Anthony Weatherill, originario di Manchester e figlioccio dello storico coach Matt Busby, si occupa da tempo di politica sportiva. E’ il vero ideatore della Tessera del Tifoso, poi arrivata in Italia sulla base di tutt’altri presupposti e intendimenti.

13 Commenta qui

Inserisci qui il tuo commento

  1. Michele Nicastri - 10 mesi fa

    Ragionamento fondamentalmente errato.
    Un modello Premier League è l’unico percorribile per valorizzare il prodotto-calcio, incrementare i fatturati e permettere alle società di competere a livello internazionale. Soprattutto quelle di medie dimensioni come Toro, Fiorentina, Samp, Lazio, ecc..
    Non a caso in Premier società “piccole” per numero di tifosi, Leicester, Stoke City, Everton, fatturano il doppio delle maggiori squadre italiane, con conseguente potere d’acquisto.

    Rispondi Mi piace Non mi piace
  2. prawn - 10 mesi fa

    Non so se Cairo quando ha detto ‘premier league’ lo intendeva alla lettera come ha spiegato molto bene Anthony.

    Un modello che mi piace se proprio dobbiamo copiare e’ quello Olandese, ma in ogni caso concordo che in Italia bisogna creare qualcosa di nuovo che abbia senso per i tifosi e per le squadre e anche per i giocatori.

    Quello che va recuperato al di la degli introiti e’ il calcio Italiano, dei calciatori Italiani.

    Si fa troppo presto ad andare a pescare giovincielli dai paesi del terzo mondo, allenarli per qualche anno, fare facili plusvalenze.

    Bisognerebbe puntare di piu’ sui vivai, sulle squadre primavera e aumentare le quote di giovani italiani in prima squadra e diminuire quella degli stranieri.

    Che ormai tutti ma proprio tutti trovano un bisnonno comunitario, e’ una farsa ridicola, ovvio che praticamente tutti i sudamericani (a parte gli indios) hanno parenti europei.
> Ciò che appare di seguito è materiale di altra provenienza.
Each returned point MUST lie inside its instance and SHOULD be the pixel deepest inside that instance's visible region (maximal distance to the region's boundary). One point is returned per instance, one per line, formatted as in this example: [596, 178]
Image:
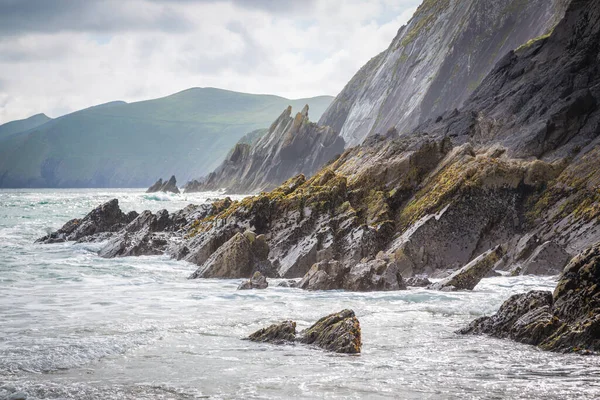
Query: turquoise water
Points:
[76, 326]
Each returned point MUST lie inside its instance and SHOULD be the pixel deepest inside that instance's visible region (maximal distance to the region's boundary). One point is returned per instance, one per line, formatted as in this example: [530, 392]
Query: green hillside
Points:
[131, 145]
[21, 125]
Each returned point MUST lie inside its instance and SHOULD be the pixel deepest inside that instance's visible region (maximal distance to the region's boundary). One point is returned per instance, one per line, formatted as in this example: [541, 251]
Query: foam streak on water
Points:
[75, 326]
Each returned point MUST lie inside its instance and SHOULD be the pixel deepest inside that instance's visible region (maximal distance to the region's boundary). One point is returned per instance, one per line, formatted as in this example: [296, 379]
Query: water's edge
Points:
[73, 325]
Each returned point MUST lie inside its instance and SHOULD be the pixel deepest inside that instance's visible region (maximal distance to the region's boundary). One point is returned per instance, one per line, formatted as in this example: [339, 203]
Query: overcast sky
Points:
[58, 56]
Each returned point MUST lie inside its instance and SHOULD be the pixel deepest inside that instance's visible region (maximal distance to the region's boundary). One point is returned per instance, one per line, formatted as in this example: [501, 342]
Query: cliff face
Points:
[293, 145]
[435, 62]
[131, 144]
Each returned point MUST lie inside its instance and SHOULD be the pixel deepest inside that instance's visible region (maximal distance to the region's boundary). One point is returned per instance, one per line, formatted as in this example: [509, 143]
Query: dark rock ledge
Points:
[339, 332]
[567, 320]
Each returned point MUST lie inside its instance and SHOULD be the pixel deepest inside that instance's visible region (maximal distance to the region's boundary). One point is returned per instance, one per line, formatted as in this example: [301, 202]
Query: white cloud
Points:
[304, 52]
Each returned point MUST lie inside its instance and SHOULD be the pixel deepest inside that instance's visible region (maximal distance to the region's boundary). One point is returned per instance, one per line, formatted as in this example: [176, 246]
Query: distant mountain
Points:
[117, 144]
[435, 62]
[21, 125]
[262, 161]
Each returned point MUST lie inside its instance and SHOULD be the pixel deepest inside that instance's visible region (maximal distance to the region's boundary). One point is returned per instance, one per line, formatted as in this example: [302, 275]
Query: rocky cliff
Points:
[509, 182]
[435, 62]
[293, 145]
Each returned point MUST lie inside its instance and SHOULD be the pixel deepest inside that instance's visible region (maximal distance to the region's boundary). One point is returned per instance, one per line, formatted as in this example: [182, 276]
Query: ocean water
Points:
[76, 326]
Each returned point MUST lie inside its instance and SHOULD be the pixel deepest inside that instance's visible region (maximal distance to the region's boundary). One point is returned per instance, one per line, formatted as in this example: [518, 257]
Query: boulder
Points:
[258, 281]
[107, 217]
[366, 276]
[501, 324]
[326, 275]
[417, 281]
[567, 320]
[288, 283]
[339, 332]
[374, 275]
[148, 234]
[469, 276]
[283, 332]
[237, 258]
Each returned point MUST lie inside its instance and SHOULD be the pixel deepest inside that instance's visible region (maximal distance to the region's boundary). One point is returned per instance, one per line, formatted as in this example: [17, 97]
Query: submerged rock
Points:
[567, 320]
[469, 276]
[417, 281]
[367, 276]
[107, 217]
[339, 332]
[239, 257]
[258, 281]
[169, 186]
[276, 333]
[287, 283]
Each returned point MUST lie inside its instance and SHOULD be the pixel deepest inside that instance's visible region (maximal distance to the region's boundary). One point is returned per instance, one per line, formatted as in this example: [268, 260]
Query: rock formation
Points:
[469, 276]
[435, 62]
[567, 320]
[284, 332]
[292, 146]
[107, 217]
[339, 332]
[516, 167]
[239, 257]
[169, 186]
[366, 276]
[257, 281]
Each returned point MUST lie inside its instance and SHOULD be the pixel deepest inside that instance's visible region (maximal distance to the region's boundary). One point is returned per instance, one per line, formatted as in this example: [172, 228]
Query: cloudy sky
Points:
[58, 56]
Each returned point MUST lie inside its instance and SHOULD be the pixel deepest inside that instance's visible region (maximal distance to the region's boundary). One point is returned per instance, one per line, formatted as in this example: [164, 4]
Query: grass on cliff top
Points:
[427, 13]
[132, 144]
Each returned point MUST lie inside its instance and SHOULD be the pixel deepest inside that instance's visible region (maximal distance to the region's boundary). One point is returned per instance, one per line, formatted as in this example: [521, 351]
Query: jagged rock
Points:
[287, 283]
[469, 276]
[107, 217]
[547, 259]
[258, 281]
[156, 186]
[237, 258]
[567, 320]
[326, 275]
[417, 281]
[501, 324]
[373, 275]
[17, 396]
[292, 146]
[284, 332]
[434, 63]
[520, 158]
[168, 186]
[339, 332]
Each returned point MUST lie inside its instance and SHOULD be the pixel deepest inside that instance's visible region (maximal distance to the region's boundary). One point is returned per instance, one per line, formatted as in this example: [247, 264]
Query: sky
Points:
[59, 56]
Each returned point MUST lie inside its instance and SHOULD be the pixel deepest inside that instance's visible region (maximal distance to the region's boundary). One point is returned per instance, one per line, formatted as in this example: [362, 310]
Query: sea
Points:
[77, 326]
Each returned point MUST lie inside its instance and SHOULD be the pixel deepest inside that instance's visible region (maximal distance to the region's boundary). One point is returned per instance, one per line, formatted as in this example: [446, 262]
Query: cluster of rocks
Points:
[339, 332]
[293, 145]
[567, 320]
[366, 276]
[169, 186]
[508, 183]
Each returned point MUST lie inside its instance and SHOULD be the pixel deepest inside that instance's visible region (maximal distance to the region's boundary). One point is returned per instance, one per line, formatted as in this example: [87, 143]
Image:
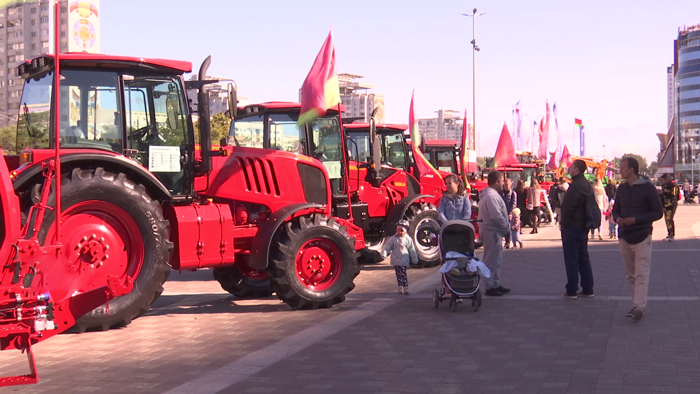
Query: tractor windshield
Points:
[89, 104]
[393, 149]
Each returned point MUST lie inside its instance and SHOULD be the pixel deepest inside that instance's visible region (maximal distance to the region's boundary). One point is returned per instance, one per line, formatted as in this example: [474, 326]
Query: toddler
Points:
[515, 228]
[402, 254]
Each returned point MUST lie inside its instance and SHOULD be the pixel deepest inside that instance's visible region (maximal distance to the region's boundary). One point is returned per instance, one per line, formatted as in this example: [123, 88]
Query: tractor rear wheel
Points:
[424, 227]
[243, 281]
[111, 226]
[313, 263]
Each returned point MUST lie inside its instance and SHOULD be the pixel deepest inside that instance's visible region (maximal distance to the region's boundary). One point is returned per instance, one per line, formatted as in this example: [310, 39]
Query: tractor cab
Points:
[123, 107]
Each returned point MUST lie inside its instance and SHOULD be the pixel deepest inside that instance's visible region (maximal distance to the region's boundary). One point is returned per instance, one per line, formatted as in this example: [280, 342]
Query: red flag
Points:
[544, 136]
[424, 167]
[505, 152]
[552, 164]
[565, 158]
[320, 89]
[464, 150]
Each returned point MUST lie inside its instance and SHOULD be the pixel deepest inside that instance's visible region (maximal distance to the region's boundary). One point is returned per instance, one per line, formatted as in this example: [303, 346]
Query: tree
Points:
[8, 136]
[219, 128]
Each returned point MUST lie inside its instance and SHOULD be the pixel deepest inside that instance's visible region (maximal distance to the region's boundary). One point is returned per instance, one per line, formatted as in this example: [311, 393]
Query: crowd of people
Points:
[580, 209]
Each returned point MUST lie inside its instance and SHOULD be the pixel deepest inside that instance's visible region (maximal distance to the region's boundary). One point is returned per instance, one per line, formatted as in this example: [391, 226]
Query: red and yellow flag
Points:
[423, 165]
[320, 89]
[464, 151]
[505, 152]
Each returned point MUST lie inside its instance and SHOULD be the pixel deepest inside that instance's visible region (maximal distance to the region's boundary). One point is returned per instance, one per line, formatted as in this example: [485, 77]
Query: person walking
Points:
[515, 228]
[637, 206]
[574, 234]
[510, 198]
[534, 201]
[403, 252]
[494, 226]
[455, 203]
[521, 195]
[602, 201]
[670, 194]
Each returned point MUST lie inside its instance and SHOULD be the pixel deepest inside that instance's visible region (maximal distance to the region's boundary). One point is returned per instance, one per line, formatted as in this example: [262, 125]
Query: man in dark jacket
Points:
[574, 234]
[637, 206]
[670, 194]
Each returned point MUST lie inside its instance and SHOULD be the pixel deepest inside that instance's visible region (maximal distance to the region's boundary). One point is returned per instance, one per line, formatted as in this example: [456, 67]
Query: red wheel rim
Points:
[318, 264]
[99, 239]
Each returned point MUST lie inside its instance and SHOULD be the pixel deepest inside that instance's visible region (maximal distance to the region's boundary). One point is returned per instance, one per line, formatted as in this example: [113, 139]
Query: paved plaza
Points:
[198, 339]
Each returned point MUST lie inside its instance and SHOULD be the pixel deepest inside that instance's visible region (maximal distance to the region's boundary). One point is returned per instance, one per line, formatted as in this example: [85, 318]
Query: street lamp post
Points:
[475, 48]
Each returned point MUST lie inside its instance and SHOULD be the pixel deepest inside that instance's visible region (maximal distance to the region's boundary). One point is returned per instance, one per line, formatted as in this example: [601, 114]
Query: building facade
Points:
[358, 101]
[687, 103]
[27, 30]
[447, 126]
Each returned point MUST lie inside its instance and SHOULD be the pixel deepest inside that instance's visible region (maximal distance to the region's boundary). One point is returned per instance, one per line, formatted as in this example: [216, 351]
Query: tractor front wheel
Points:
[313, 263]
[111, 227]
[424, 227]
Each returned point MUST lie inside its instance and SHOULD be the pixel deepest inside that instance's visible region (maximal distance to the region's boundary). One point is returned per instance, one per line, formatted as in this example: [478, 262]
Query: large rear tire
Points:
[313, 262]
[243, 281]
[424, 227]
[111, 226]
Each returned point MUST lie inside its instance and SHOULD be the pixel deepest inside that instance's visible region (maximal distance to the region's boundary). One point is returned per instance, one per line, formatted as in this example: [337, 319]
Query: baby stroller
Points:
[458, 283]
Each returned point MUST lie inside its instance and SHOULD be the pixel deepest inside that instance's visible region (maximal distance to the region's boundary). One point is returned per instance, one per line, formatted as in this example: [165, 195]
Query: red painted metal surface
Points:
[318, 264]
[204, 235]
[261, 176]
[75, 59]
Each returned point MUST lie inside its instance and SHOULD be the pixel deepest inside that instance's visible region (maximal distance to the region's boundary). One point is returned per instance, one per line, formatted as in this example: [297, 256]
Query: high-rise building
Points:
[358, 102]
[447, 126]
[26, 31]
[687, 102]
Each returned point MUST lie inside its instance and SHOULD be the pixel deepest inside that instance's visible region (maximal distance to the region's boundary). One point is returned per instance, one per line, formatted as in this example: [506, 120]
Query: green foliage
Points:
[8, 136]
[220, 124]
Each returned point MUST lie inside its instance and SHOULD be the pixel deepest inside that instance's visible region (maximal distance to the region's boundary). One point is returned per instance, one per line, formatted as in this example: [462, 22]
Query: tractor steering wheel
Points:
[139, 133]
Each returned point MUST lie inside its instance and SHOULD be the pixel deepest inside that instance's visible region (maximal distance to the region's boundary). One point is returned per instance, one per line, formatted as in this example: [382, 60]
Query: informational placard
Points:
[164, 158]
[333, 168]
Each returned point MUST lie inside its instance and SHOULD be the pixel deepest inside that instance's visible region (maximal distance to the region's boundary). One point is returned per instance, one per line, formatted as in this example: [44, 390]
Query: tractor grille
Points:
[260, 175]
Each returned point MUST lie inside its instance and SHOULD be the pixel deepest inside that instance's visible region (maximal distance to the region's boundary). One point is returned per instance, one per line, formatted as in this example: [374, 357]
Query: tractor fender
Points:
[398, 212]
[130, 168]
[260, 247]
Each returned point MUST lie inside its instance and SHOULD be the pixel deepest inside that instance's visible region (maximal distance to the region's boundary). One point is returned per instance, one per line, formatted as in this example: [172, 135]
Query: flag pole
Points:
[345, 163]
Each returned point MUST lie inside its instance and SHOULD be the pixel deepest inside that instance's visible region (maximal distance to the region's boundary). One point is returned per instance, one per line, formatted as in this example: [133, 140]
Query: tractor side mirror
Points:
[232, 100]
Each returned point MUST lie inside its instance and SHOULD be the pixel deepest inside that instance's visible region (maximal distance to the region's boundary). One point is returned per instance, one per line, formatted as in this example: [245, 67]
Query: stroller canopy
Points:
[457, 236]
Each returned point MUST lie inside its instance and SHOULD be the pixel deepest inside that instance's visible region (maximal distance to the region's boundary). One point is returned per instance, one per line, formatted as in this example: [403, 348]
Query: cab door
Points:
[158, 131]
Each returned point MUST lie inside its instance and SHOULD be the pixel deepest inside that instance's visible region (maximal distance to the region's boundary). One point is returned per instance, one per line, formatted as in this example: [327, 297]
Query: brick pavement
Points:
[531, 341]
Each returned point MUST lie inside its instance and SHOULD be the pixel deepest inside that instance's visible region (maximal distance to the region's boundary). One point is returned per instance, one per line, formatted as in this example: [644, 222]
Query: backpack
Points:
[592, 211]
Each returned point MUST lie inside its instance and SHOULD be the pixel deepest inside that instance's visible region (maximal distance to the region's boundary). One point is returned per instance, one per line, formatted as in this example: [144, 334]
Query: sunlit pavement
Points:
[198, 339]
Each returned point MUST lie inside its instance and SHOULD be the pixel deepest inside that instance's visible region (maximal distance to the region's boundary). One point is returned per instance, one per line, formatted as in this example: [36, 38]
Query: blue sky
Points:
[601, 61]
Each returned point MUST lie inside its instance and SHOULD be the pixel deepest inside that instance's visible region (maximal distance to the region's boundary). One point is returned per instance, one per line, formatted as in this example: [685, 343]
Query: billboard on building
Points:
[83, 26]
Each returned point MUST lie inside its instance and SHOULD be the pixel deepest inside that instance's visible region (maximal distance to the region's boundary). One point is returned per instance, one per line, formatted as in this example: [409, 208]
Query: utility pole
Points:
[475, 48]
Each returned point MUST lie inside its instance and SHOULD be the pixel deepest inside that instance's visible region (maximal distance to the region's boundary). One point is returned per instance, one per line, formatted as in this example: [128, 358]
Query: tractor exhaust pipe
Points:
[204, 117]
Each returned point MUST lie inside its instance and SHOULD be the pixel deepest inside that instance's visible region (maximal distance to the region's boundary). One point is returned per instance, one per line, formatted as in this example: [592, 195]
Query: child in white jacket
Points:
[402, 254]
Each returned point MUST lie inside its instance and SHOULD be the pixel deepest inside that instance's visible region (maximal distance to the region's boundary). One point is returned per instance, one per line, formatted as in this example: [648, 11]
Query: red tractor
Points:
[371, 194]
[139, 200]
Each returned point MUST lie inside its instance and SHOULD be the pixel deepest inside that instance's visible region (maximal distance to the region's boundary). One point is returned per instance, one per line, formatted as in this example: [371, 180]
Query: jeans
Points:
[637, 259]
[493, 255]
[669, 213]
[574, 241]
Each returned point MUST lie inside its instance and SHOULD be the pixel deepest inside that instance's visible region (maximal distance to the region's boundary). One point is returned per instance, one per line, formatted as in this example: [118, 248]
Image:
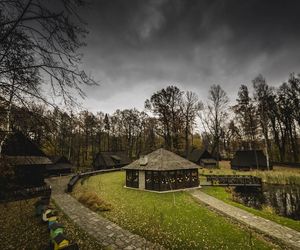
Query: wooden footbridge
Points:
[230, 180]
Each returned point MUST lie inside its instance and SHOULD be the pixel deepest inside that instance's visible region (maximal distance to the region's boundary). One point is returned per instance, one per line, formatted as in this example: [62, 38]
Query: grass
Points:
[173, 220]
[279, 175]
[21, 229]
[267, 213]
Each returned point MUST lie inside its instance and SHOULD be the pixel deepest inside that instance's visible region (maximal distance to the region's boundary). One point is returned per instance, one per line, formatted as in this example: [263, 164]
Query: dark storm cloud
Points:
[139, 46]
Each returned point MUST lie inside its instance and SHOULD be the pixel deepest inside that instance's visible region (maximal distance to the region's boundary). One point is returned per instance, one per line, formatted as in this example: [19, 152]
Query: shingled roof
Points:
[161, 160]
[20, 150]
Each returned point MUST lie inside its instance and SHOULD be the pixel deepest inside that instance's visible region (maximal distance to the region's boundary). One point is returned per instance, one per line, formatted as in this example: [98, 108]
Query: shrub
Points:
[94, 202]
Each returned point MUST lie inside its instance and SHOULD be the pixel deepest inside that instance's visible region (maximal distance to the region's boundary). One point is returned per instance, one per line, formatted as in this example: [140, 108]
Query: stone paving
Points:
[106, 232]
[283, 234]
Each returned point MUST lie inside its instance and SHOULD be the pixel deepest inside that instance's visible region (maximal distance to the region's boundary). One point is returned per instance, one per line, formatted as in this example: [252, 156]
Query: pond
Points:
[281, 199]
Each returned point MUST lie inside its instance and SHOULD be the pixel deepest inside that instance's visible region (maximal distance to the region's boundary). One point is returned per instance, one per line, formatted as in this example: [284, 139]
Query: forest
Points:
[40, 62]
[266, 118]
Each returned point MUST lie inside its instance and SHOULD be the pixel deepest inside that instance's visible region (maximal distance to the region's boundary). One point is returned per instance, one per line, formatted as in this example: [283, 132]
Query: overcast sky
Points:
[136, 47]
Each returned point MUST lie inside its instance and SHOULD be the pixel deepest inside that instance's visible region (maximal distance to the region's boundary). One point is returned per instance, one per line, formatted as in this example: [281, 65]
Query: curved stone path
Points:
[106, 232]
[281, 233]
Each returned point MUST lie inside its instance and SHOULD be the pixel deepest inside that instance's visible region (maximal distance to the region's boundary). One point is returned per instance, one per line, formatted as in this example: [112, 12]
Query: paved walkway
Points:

    Che regola della cippa

    Rispondi Mi piace Non mi piace
  3. JoeBaker - 10 mesi fa

    Molto interessante. Sinceramente, stabilito che il modello Premier avrebbe scarse possibilità di successo in Italia, mi sembrerebbe più rilevante discutere in dettaglio come adattare il modello inglese ad un modello culturale ed economico così diverso, come quello italiano, piuttosto che dare una valutazione “politica” e morale su chi sia giusto possessore del calcio. Non mi sembra che gli inglesi siano infelici e gli stadi – visti in tv – sembrano sempre abbastanza pieni, o comunque più pieni dei nostri.
    Se si volessero fare valutazioni etiche, sarebbe più giusto andare a vedere il trattamento fiscale degli stipendi dei calciatori, che creano un solco enorme tra paesi come Spagna e, peggio, UK, rendendo a noi quasi impossibile pagare gli ingaggi dei top player. Non credo che tra di noi ci sia qualcuno che pensa che sia giusto che Messi paghi percentualmente meno tasse di un operaio della Seat o che Pogba possa trattare con il fisco quanto pagare…
    Il punto fondamentale, comunque, rimane il solito: un campionato è appassionante e interessante, e quindi attira sponsor e vende bene i diritti televisivi, quando è ben giocato e incerto. Per essere ben giocato, in parte vale il discorso sugli ingaggi, in parte la crescita “alla tedesca” del movimento calcistico, ma credo che si autocorregga se c’è maggiore competizione. In Italia l’unica incertezza da 10 e più anni è se ci sarà una squadra in grado di infastidire i pigiami e fino a quale giornata. E per sapere perché, basta guardare i fatturati e gli investimenti degli ultimi anni, anche fingendo di ignorare la questione stadio di proprietà (e di come ci siano arrivati): va riconosciuto che hanno lavorato bene, guadagnando in Europa una posizione importante (mi pare 6i o 7i per fatturato), pur venendo da un paese che Ha evidenti grandi problemi e che gli unici capitali che ha attirato sono asiatici e talvolta di dubbia provenienza.
    Ma Cairo ha più che ragione: bisogna distribuire i soldi in modo da incentivare la crescita delle società.
    Sul come farlo, se siamo d’accordo che il modello inglese è davvero tanto distante dalla nostra cultura e probabilmente inapplicabile, forse si potrebbe guardare alla Germania, che a livello generale, di pubblico e di nazionale è messa un po’ meglio di noi, ma anche lì non mi pare che quelli dietro il Bayern siano così vicini…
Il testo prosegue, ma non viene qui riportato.